Menganggap mural “Tuhan, Aku Lapar!!” sebagai sebuah pelanggaran patut dipertanyakan. Anggapan polisi bahwa penggunaan tanda seru membuat mural ini menjadi provokatif adalah alasan yang tidak masuk akal.
Apabila memang melanggar, Rivanlee mengatakan tak perlu polisi yang bertindak. Menurutnya, ketika mereka turun, negara jadi berbicara dalam watak yang otoriter. Polisi dianggap tidak memahami asas kebutuhan (necessity) dan proporsionalitas.
Lebih parah jika itu berlanjut dengan upaya pemantauan. Dan memang pemantauan sudah terjadi di berbagai ruang, termasuk ruang digital—media sosial.
Represi yang terus dilakukan oleh aparat, baik itu terhadap aksi massa atau aksi seperti seperti yang dilakukan para seniman sekarang, ditakutkan akan memberikan dampak sistematis. Rivanlee menyebut masyarakat akan kian enggan untuk mengkritik, padahal itu unsur penting dalam negara yang menganut demokrasi.

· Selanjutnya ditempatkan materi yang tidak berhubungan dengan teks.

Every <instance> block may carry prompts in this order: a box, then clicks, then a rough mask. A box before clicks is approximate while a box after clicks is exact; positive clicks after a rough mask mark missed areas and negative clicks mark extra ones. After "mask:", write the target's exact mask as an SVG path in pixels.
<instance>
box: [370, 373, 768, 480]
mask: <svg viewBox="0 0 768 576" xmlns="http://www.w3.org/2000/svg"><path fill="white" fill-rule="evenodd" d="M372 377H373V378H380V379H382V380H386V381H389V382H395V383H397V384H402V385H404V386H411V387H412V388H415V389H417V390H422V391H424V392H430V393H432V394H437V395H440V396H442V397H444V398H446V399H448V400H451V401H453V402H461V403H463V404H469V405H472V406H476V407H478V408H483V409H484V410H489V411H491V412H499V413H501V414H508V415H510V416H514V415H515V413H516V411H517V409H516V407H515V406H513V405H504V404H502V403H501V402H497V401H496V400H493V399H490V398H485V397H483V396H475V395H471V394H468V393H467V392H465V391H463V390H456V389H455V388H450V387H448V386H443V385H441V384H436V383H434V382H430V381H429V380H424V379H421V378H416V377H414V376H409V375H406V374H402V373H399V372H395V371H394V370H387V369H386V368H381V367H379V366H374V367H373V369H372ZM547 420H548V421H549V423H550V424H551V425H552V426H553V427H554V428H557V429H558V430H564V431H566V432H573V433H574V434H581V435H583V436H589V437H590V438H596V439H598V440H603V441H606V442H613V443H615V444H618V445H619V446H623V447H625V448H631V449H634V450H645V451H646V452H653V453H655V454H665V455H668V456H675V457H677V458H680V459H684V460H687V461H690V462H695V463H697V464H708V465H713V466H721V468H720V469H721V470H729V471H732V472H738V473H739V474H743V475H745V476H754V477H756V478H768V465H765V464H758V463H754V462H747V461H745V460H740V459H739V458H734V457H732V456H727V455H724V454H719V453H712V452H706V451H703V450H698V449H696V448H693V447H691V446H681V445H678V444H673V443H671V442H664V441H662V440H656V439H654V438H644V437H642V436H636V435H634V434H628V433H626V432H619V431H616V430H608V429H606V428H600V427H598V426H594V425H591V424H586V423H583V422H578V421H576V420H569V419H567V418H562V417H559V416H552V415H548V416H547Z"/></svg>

Ketakutan Rivanlee turut didukung oleh hasil survei yang dilakukan LP3ES pada April 2021 lalu. Hasil survei mengatakan 52,1 persen responden setuju bahwa saat ini ancaman kebebasan sipil semakin meningkat sehingga masyarakat semakin ketakutan dalam berpendapat, berekspresi, dan berkumpul serta berserikat.
Tapi mungkin juga muncul fenomena sebaliknya. Seperti fenomena Efek Streisand, semakin banyak dihapus, semakin banyak muncul mural baru. Sejak mural “Tuhan, Aku Lapar!!” viral, muncul banyak bentuk mural yang diikuti dengan penghapusan dan penangkapan dan demonstrasi kecil seperti pengangkatan poster.
Aksi ini terus bermunculan secara sporadis. Salah satu yang termutakhir adalah upaya kelompok aksi Gejayan Memanggil membuat “Lomba Mural Dibungkam”. Syarat untuk memenangkannya adalah kritik itu sendiri: mural semakin cepat dihapus aparat.
Efek Streisand adalah bentuk dari eskalasi ekspresi masyarakat yang semakin besar dan negara pun kian getol membuat narasi tunggal--mana yang benar dan salah. Semuanya justru terus memicu kemunculan protes.